POR VALENTÍN TRUJILLO
Una vez, conversando con un empresario del vino amigo de Sacarcorchos, escuchamos de su boca la frase: "Desconfiá de un sommelier flaco". Porque son muchos los que hablan de maridar comidas y vinos, que hablan del buen comer, que las maravillas de los platos y sus acompañamientos, pero presentan un estómago flácido como un reloj de Salvador Dalí.
La norma indica que para saber de gastronomía hay que ostentar un vientre abultado, una panzaorgullosa, que se haya formado mezclando carnes rojas con tannat, quesos duros y hongos con sauvignon blanc, pescados fritos, a la parrila o al horno con sauvignon blanc o incluso algún rosé. Y los postres, imprescindibles, regados con nu buen espumante o con un oportuno oporto.
Claro, siempre está la excepción que confirma la regla, como el genial Anthony Bourdain, un tipo alto y relativamente flaco.

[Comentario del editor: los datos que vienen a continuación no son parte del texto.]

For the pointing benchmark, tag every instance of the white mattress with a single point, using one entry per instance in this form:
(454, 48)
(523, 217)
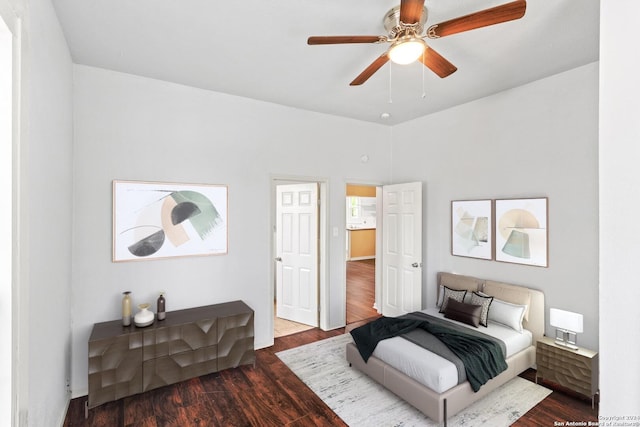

Pero son los menos. El que quiera opinar con criterio, debe pesar por lo menos cien kilos. Debe tener un estómago acostumbrado al bombardeo, al aguante de varios platos y varios vinos.
El que se quiera formar en las lides de la comida y la bebida debe quedar como la letra D. Si no es así, hay que hacer el gesto con la nariz a un costado y desconfiar.